Огонь. Ясность (страница 6)
– Наш брат солдат выкручивается, как может; на товарища ему наплевать. Скажем, ты отвиливаешь от работы в наряде, или хватаешь кусок получше, или занимаешь местечко поудобней, а от этого другим плохо приходится, – философствует Вольпат.
– Я часто выкручивался, чтоб не идти в окопы, – говорит Ламюз, – и не помню уж, сколько раз мне удавалось отвертеться. Сознаюсь. Но когда ребята в опасности, я не отлыниваю, не выкручиваюсь. Тут я забываю, что я военный, забываю все. Тут для меня только люди, и я действую. Зато в других случаях я думаю о собственной шкуре.
Это не пустые слова: Ламюз – мастер по части увиливания; тем не менее он спас жизнь многим раненым, подобрав их под обстрелом.
Он объясняет это без хвастовства:
– Мы все лежали в траве. Боши здорово палили. Трах-тах-тах! Бац, бац!.. Дззз, дззз!.. Вижу: несколько ребят ранено, я встаю, хоть мне и кричат: «Ложись!» Не могу ж я их оставить. Да в этом и нет никакой заслуги: я не мог поступить по-другому.
Почти за всеми солдатами из нашего взвода числятся высокие воинские подвиги; у каждого кресты за храбрость.
– А я не спасал французов, зато хватал бошей, – говорит Бике.
Во время майских атак он бросился вперед; он исчез и вернулся с четырьмя немцами.
– А я их убивал, – говорит Тюлак.
Два месяца тому назад он уложил в ряд перед взятой траншеей девять немцев.
– Но больше всего я ненавижу их офицеров.
– А-а, сволочи!
Этот крик вырвался у всех сразу, из глубины души.
– Эх, старина, – говорит Тирлуар, – вот толкуют, что немцы – погань. А я не знаю, правда это или и тут нас морочат; может быть, их солдаты такие же люди, как и мы.
– Наверно, такие же люди, как мы, – говорит Эдор.

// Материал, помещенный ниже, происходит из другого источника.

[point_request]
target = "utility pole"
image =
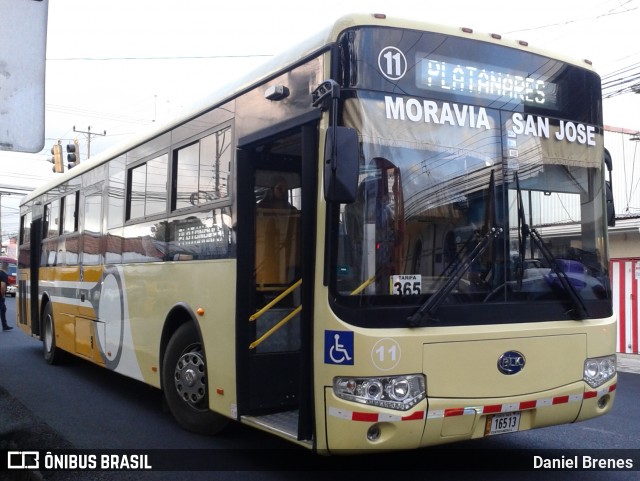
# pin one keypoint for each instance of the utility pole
(88, 133)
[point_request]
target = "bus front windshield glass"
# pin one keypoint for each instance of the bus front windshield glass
(461, 207)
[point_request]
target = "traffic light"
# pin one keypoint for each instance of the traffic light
(73, 154)
(56, 160)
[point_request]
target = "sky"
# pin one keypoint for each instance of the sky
(123, 66)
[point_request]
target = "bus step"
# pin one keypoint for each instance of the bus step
(284, 423)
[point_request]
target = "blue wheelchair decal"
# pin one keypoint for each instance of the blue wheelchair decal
(338, 347)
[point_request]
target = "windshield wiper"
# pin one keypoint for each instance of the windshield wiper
(579, 306)
(424, 313)
(457, 269)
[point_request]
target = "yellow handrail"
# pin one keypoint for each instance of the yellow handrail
(276, 300)
(258, 341)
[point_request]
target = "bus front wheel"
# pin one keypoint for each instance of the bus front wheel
(184, 381)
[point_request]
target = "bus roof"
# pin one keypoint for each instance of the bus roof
(281, 62)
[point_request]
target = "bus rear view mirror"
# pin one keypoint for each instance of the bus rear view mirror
(611, 208)
(341, 164)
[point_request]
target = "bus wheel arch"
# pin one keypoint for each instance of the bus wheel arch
(52, 353)
(184, 377)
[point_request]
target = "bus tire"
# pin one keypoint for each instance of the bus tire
(184, 382)
(52, 353)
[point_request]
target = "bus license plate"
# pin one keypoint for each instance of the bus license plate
(502, 423)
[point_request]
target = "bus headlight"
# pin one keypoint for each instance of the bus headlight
(393, 392)
(598, 370)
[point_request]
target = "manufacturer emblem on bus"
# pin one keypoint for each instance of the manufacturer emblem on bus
(511, 362)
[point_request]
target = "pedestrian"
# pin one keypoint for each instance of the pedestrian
(4, 280)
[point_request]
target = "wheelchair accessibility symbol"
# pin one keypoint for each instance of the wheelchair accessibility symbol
(338, 347)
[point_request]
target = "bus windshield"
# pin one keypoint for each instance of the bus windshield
(480, 184)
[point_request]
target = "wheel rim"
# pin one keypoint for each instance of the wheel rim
(190, 378)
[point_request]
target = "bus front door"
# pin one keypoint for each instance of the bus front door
(273, 325)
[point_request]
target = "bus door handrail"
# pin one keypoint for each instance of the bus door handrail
(282, 322)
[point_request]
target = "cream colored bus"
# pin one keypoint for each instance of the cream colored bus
(391, 237)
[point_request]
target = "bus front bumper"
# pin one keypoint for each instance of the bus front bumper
(353, 427)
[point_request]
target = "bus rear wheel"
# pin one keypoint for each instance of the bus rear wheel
(184, 381)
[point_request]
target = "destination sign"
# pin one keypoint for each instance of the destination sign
(454, 76)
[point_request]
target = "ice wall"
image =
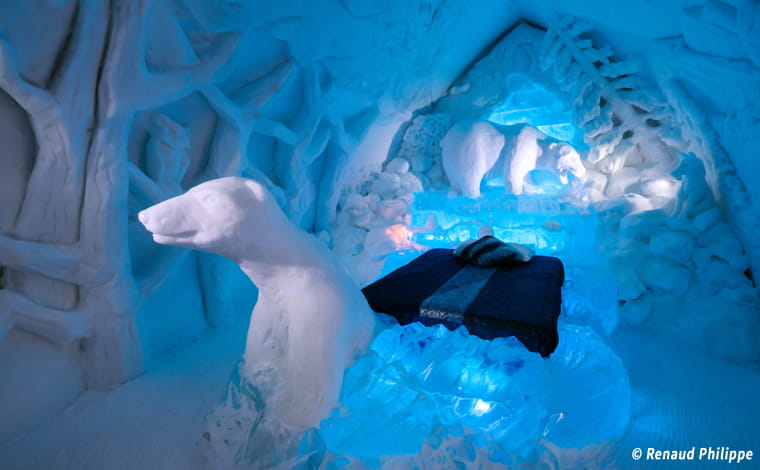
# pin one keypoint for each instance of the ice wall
(110, 106)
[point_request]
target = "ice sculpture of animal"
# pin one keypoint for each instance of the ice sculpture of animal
(310, 320)
(469, 149)
(523, 158)
(694, 196)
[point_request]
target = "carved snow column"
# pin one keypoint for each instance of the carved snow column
(241, 115)
(69, 275)
(43, 254)
(127, 86)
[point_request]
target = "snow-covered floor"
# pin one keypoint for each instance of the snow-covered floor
(681, 398)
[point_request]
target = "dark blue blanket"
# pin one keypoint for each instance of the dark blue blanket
(521, 300)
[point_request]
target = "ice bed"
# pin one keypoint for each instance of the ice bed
(514, 299)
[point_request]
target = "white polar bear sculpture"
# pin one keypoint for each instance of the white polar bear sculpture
(310, 320)
(468, 150)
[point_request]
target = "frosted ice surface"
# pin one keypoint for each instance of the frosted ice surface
(424, 386)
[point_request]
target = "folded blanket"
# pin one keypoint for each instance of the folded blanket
(489, 251)
(517, 299)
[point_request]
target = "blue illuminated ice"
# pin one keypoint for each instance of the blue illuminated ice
(421, 390)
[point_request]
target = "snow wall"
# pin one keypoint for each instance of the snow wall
(108, 107)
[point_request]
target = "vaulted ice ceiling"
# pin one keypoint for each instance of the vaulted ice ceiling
(110, 106)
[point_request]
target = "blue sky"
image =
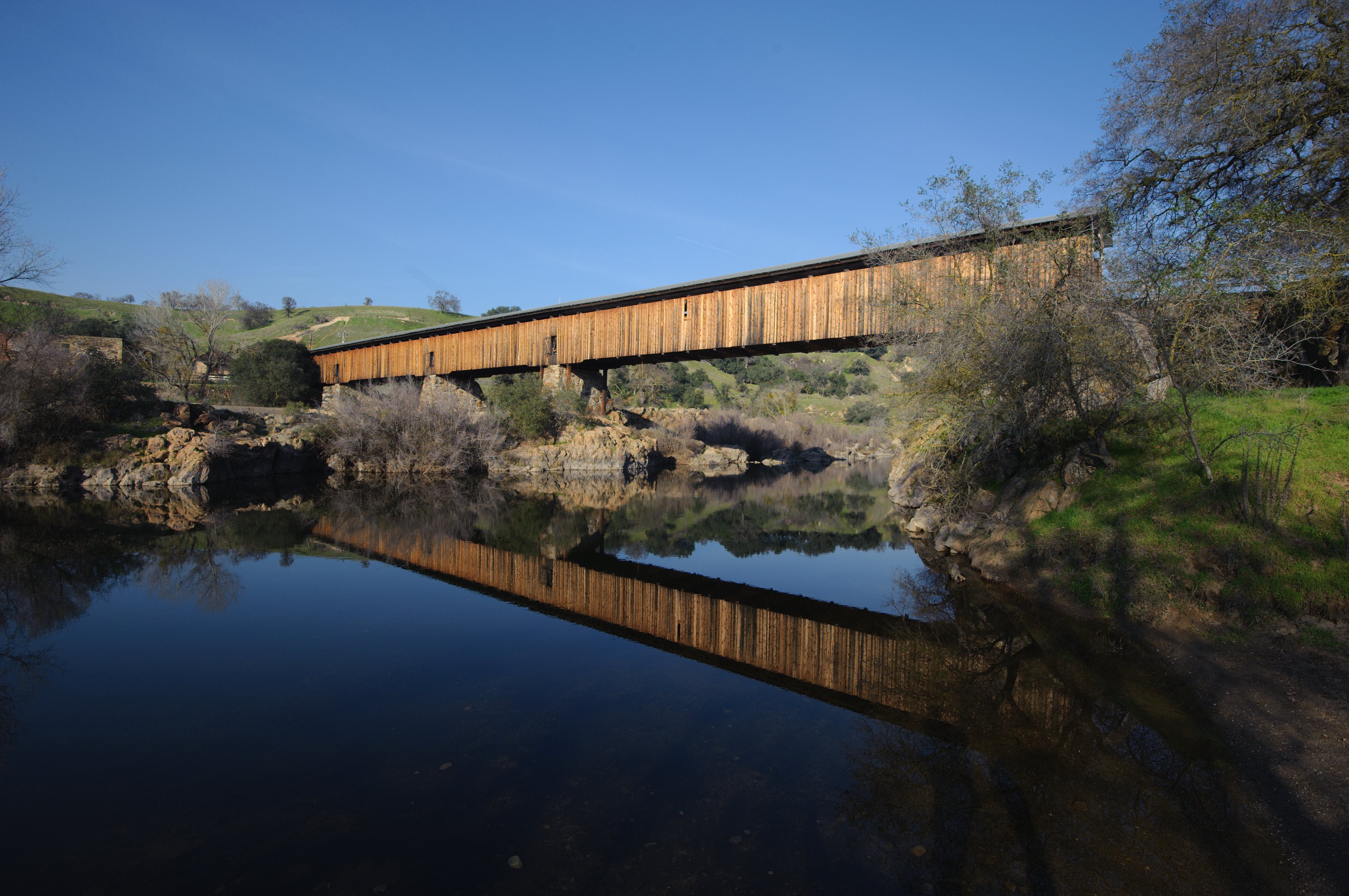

– Как сказать! – кричит Кокон.
– Во всяком случае, нельзя знать точно, каковы солдаты, – продолжает Тирлуар, – зато уж немецкие офицеры!.. Ну, это не люди, а чудовища. Это особая погань, верно тебе говорю, старина. Можно сказать: это микробы войны. Ты бы поглядел на них вблизи: ходят – точно аршин проглотили, долговязые, тощие, будто гвозди, а головы у них телячьи.
– А у многих змеиные.
– Я раз как-то возвращался из наряда, – продолжает Тирлуар, – и встретил пленного. Вот падаль! Это был прусский полковник, говорят, с княжеской короной и золотым гербом на ремнях. Пока его вели по траншее, он все орал: как смели его задеть по дороге! И на всех он смотрел сверху вниз. Я сказал про себя: «Ну, погоди, голубушка, ты у меня попляшешь!» Я выждал удобную минуту, изловчился и со всей силы дал ему пинка в зад. Так он, знаешь, повалился на землю и чуть не задохся.
– Задохся?
– Да, со злости: он понял, что случилось, – а именно, что по его офицерской, дворянской заднице саданул простым сапогом, подбитым гвоздями, простой солдат. Он завыл, как баба, и забился, как припадочный.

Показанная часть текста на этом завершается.